Darker shade of a given color


Question

What does it mean and how do I get a darker shade of a given color. For example if I have the color

R = 53, G = 140, B = 205

or

H = 204, S = 74, B = 80, 

or

#358CCD

What value do I change in Adobe Illustrator CS5 or Above Photoshop so that I get a more darker/solid/bold look of the same color?

example

1
1
10/29/2012 5:36:00 PM

Accepted Answer

For the RGB spectrum, black is 0,0,0 and white is 255,255,255. So if R = 53, G = 140, B = 205, then a darker version would be R = 33, G = 120, B = 185 and a lighter version is R = 73, G = 160, B = 225. Your mileage may vary. You'll have to play with the values to see what gives you the colors you want.

Hex is the same as RGB, just done in a different way. Hex breaks out into three pairs of base-16 digits. If you're not familiar with base 16, it's counting to 10 using 16 digits instead of 10. Thus, you'd count like this: 00 01 02 03 04 05 06 07 08 09 0A 0B 0C 0D 0E 0F 10. FF in base 16 = 255 in base 10. For #358CCD, 35 is the red value, 8C is the green value, and CD is the blue value. #000000 is black, and #FFFFFF is white, so decreasing or increasing each color value gets you darker and lighter, respectively.

3
10/29/2012 6:48:00 PM

As CK1 says, getting a darker variant of a colour using HSB/HSV and HSL (Hue, Saturation, Brightness/Value or Lightness) scales is easy. Reduce the variable that corresponds to brightness, lightness or value. In both HSL and HSV, that takes you straight down towards black, keeping the same hue and saturation. (HSB is basically the same as HSV)

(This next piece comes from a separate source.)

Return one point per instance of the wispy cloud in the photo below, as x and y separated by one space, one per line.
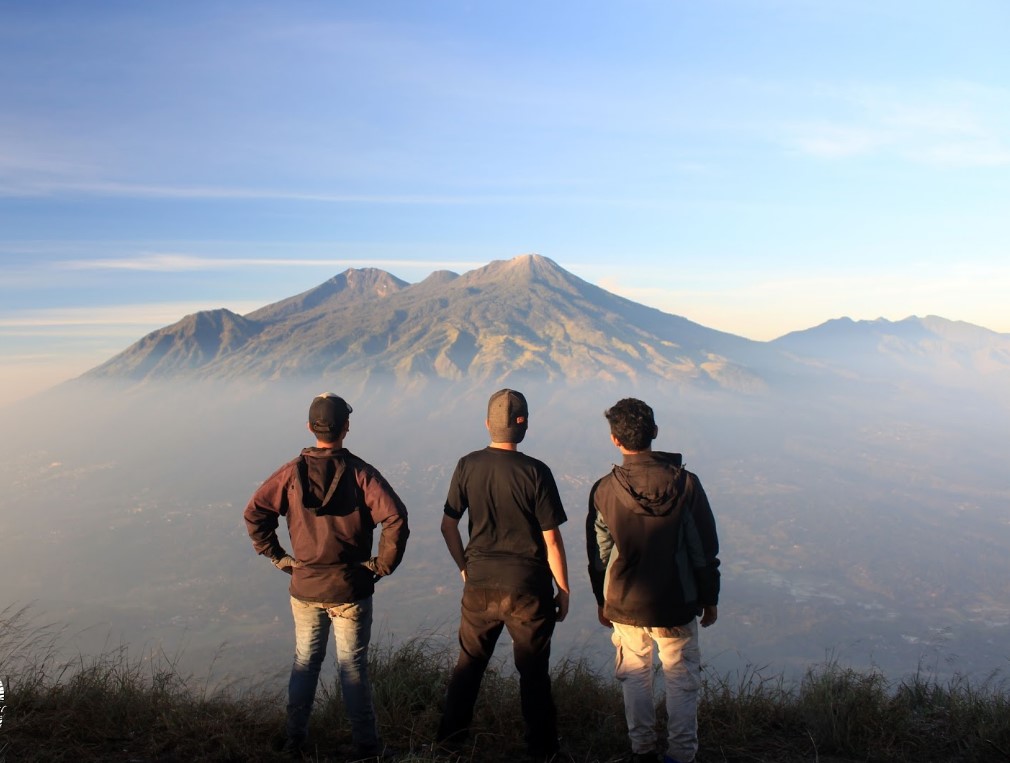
949 124
178 263
109 316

enter image description hereImage source

In RGB scales (and remember that both RGB and CMYK colours can be manipulated using HSB/HSL), it's also pretty easy. Reduce the amount of Red,Green, and Blue by the same relative amount - resulting in less light but the same ratio between each type of light. If you think of it like a 3D cube where Red,Green,Blue each have a dimension...

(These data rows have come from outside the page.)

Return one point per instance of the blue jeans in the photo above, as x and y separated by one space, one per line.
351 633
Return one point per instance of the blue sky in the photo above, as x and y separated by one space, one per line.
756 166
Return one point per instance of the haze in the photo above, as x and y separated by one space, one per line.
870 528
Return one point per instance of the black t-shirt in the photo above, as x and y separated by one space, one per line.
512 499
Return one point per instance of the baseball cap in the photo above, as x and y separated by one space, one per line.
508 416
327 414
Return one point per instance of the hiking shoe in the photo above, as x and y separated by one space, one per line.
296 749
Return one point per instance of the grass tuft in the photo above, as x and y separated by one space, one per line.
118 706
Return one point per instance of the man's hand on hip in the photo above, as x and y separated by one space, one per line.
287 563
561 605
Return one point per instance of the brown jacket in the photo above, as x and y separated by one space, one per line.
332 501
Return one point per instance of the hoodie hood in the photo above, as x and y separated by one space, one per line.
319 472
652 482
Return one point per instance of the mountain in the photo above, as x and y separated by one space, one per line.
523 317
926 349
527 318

enter image description here Image source

...you can think of it as simply moving in a straight line from wherever your colour is in the cube, towards the black corner (0 Red, 0 Green, 0 Blue), away from the white corner (255 Red, 255 Green, 255 Blue).

Hex codes are just RGB values written in Hexadecimal format. The first two characters after the # are Red, then Blue, then Green. Hexadecimal means counting in base 16, which looks like this:

00=zero

01=one

...

09=nine

0A=ten

0B=eleven

...

0E=fourteen

0F=fifteen

10=sixteen

11=seventeen

...

1A=twenty six

1B=twenty seven

...

FE=two hundred and fifty four

FF=two hundred and fifty five

The internet is full of formulas and snippets of code to convert hexadecimals to regular (base-ten) numbers.